It’s not unusual for law schools to buzz deep into the midnight hours with the staccato click-clacking of laptop keys under the weight of fingers furiously working away, powered by little other than caffeine and a looming deadline.
But on the night of Oct. 24, the rhythmic tapping at Campbell Law School came not from students cramming for an exam, but from computer coders participating in Hackcess to Justice, a “hackathon” sponsored by the North Carolina Bar Association and the ABA Journal. The weekend’s mission was to bring coders and lawyers together to engineer tools to help improve access to the justice system for low-income people in North Carolina.

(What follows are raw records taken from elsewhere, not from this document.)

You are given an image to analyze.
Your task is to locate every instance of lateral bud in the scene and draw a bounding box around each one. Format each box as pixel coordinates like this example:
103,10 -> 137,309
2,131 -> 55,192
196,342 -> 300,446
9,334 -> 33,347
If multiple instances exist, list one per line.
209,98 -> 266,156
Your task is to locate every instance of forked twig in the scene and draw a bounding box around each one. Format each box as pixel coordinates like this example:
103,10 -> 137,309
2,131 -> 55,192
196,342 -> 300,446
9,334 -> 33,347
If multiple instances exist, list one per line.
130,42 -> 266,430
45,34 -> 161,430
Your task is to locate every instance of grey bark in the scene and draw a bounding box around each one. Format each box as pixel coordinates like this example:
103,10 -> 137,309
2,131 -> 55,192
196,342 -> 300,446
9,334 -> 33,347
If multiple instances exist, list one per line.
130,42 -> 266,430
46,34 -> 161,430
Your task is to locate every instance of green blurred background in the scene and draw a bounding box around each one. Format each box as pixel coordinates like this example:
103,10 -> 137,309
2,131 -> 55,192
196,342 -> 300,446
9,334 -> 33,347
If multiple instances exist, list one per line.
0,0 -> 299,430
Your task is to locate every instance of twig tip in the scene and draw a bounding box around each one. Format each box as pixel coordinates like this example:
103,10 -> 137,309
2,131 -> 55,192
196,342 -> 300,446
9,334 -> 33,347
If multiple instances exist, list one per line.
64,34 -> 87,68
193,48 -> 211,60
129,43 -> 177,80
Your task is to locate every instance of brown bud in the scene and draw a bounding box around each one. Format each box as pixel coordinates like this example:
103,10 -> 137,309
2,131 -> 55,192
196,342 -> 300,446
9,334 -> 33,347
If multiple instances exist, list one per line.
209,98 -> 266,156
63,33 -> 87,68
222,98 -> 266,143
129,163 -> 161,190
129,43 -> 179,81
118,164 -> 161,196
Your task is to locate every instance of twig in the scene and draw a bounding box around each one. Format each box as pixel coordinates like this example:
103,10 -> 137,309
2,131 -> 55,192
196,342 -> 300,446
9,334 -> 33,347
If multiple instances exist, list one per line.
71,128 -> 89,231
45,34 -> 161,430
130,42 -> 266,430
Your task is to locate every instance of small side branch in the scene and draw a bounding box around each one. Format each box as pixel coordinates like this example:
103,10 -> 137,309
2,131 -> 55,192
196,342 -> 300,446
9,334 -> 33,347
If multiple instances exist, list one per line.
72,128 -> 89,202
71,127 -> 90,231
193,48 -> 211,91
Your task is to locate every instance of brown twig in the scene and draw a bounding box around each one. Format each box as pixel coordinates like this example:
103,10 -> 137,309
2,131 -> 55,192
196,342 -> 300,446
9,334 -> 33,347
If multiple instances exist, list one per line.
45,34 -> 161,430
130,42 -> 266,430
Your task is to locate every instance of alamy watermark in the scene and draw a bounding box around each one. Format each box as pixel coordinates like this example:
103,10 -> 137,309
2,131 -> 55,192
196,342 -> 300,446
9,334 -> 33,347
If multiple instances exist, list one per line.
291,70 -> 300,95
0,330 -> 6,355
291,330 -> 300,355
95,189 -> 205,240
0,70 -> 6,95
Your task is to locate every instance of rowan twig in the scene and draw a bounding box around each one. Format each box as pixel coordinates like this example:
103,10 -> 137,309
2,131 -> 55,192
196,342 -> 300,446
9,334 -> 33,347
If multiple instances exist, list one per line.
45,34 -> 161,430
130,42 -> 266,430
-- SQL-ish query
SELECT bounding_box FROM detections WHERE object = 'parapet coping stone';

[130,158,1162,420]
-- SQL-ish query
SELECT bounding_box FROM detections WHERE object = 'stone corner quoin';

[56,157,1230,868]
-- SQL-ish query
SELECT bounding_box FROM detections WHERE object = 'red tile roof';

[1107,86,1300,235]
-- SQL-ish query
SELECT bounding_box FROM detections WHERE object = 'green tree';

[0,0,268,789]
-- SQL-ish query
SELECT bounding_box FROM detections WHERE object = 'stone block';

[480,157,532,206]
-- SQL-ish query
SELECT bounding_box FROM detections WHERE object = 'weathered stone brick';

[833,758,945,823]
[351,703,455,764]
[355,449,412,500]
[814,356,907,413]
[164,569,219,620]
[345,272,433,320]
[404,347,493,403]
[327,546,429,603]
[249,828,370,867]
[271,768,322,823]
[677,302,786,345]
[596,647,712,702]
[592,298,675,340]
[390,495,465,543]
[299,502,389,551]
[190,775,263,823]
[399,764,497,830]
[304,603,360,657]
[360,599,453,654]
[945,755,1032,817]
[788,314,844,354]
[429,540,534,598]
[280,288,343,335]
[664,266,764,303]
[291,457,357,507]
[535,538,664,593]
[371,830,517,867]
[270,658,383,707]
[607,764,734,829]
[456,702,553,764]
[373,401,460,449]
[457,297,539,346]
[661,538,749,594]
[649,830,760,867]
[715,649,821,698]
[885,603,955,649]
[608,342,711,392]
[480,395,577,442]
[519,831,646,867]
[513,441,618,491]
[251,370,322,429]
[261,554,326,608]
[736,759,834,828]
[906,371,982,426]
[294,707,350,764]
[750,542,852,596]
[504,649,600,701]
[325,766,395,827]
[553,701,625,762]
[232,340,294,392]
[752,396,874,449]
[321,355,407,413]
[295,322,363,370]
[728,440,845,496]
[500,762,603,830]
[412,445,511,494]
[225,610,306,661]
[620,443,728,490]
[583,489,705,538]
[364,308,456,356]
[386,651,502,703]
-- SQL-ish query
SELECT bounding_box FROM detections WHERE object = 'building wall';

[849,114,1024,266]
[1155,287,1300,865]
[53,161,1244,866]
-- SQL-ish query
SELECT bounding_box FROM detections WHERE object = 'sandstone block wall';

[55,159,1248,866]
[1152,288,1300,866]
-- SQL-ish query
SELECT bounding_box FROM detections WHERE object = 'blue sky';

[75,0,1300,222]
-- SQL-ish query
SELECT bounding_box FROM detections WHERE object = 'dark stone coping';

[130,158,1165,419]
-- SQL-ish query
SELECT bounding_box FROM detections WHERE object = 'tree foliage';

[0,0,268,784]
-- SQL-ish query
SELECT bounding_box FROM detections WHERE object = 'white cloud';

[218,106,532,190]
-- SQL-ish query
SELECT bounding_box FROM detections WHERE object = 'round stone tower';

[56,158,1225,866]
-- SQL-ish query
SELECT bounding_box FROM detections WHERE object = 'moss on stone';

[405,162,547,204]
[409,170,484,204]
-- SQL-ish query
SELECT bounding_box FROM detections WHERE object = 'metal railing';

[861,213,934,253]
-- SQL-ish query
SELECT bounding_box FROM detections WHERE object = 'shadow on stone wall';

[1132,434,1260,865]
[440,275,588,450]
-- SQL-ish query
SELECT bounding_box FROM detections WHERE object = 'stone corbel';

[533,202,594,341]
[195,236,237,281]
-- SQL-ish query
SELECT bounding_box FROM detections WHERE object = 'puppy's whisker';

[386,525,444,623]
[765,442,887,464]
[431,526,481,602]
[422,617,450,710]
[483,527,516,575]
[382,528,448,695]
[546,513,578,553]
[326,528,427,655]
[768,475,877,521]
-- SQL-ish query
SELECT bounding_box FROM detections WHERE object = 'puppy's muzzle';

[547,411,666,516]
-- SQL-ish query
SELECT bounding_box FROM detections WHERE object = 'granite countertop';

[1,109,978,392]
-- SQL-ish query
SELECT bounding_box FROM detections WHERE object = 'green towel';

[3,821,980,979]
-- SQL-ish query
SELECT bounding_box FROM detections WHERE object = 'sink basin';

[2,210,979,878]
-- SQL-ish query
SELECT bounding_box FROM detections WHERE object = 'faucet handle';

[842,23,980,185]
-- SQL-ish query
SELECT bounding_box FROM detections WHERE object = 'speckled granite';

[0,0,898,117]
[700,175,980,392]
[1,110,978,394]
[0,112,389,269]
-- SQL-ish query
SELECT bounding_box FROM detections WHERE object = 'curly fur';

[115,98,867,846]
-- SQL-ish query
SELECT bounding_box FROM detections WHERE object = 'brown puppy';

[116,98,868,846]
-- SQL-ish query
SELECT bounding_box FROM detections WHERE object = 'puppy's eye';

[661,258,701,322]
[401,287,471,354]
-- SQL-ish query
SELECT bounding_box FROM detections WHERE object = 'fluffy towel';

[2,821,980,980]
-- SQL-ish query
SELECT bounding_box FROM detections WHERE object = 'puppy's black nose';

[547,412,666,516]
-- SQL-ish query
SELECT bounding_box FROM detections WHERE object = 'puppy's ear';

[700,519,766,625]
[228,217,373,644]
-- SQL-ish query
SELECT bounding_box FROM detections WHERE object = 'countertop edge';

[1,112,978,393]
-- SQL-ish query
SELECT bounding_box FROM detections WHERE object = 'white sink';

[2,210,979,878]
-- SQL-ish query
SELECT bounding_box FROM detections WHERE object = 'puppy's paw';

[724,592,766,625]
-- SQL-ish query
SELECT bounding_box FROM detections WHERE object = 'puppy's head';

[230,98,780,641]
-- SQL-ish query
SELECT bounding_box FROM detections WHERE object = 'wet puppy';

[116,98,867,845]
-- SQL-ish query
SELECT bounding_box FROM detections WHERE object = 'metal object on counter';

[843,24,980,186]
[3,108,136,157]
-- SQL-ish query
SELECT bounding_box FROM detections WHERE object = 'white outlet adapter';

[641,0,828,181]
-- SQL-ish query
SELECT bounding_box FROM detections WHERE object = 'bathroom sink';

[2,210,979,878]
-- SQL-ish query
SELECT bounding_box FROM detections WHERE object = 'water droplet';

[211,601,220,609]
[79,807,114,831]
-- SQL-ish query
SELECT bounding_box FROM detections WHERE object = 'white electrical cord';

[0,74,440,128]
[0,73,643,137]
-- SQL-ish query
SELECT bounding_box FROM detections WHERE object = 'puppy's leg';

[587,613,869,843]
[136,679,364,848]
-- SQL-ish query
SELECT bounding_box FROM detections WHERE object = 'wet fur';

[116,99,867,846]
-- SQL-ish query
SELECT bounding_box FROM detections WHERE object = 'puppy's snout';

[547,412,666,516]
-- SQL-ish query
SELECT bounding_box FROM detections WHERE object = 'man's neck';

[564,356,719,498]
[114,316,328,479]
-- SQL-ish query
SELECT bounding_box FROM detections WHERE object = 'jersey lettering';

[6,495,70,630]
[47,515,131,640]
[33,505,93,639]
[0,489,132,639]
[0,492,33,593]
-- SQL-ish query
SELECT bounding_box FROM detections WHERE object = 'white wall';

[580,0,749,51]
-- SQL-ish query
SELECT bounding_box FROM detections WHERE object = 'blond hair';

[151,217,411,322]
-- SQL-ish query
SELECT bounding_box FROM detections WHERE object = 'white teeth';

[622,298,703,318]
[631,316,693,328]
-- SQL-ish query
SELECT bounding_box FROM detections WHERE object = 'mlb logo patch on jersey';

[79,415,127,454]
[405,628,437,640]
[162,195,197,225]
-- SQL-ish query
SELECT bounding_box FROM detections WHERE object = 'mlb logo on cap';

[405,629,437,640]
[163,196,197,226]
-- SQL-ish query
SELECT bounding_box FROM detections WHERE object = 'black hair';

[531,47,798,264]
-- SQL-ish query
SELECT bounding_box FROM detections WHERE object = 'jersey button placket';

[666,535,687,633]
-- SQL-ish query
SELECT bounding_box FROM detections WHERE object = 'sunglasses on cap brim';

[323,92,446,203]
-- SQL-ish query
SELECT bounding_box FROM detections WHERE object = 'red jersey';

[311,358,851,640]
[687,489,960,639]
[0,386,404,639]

Per the culture of hackathons, the weekend started with project pitches, in this case from attorneys from Legal Aid of North Carolina and Disability Rights of North Carolina, about problems they faced that they hoped could be addressed with web-based technology. The coders in the room then chose the problem they wanted to tackle and had a little more than 24 hours to build from scratch a new application designed to address the need—an arduous schedule to which sleep was usually the first casualty.
North Carolina Supreme Court Justice Barbara Jackson, the event’s closing speaker, noted the scale of the problem being tackled by the lawyers and coders (a few participants had a foot in each camp) assembled in the room. Roughly 2.2 million people in the state qualify for legal aid, but there is only one legal aid attorney available for every 13,170 low-income people. Compounding matters further, Legal Aid is currently in the process of cutting another 45 jobs due to budget cuts. Event organizers hoped that technological solutions could help the remaining lawyers deploy their very limited time more efficiently.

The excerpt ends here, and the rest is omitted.